In connection with the IPO of Facebook, Inc. in May 2012, the lead underwriters of the offering entered into lock-up agreements with certain pre-IPO shareholders, restricting those shareholders from selling shares into the market for a specified period of time. The lead underwriters also engaged in standard stabilization trading activities following the offering designed to maintain the market price of Facebook’s shares and profited from these trades.
The appellant, a Facebook shareholder, argued that these underwriters, together with certain pre-IPO shareholders, constituted a “group” of beneficial owners of more than 10 percent of the company’s shares, thereby subjecting them to rules under Section 16(b) of the Securities Exchange Act of 1934 (Exchange Act) requiring the disgorgement of profits realized in connection with trading activity within a six-month period. Under these rules, a beneficial owner may include “groups” of shareholders acting together under a common purpose to acquire, hold or dispose of securities. The appellant argued that the “group” was formed by virtue of entering into the lock-up agreements, which they contended were executed as part of the common purpose of controlling the market of Facebook stock.
The 2nd Circuit rejected this argument on the grounds that lock-up agreements, rather than being agreements to “act together” for a common purpose, are instead entered into for the legitimate goal of keeping certain shareholders out of the market for a period of time in order to facilitate an orderly trading market. The court also found that applying Section 16(b) to underwriters’ lock-up agreements would impair the heavily regulated market for public offerings “by complicating the role of underwriters — adding tens of millions of dollars in legal exposure to the underwriters’ costs.” The court was careful to note that its decision applies only to “standard” lock-up agreements, which may still “bear upon” the question of whether a group exists if other facts or circumstances exist outside of the agreements.

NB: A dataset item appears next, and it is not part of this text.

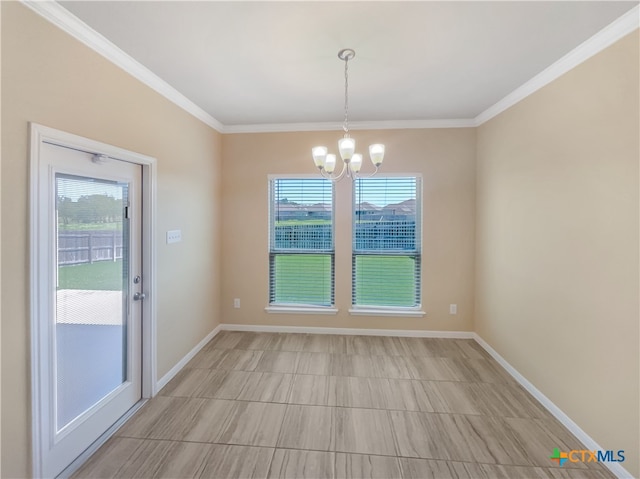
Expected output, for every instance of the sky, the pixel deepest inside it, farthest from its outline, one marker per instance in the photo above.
(75, 186)
(378, 191)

In rendering its decision, the court solicited the views of the Securities and Exchange Commission (SEC). The SEC advised the court of its view that “ordinary course” lock-ups do not implicate the definition of a “group” under the Exchange Act. The SEC also voiced a policy concern over applying the “group” definition in this context, noting that standard lock-up agreements can be an essential element of facilitating an offering, designed to assuage investor concern that the market may be flooded by large sales of preowned shares before newly offered shares have settled in the market.
The court’s decision should provide a significant level of comfort to underwriters who enter into industry standard lock-up agreements that they will be protected from short-swing profit liability in connection with stabilization activities following an offering, absent a showing of other non-standard arrangements outside the lock-up agreements.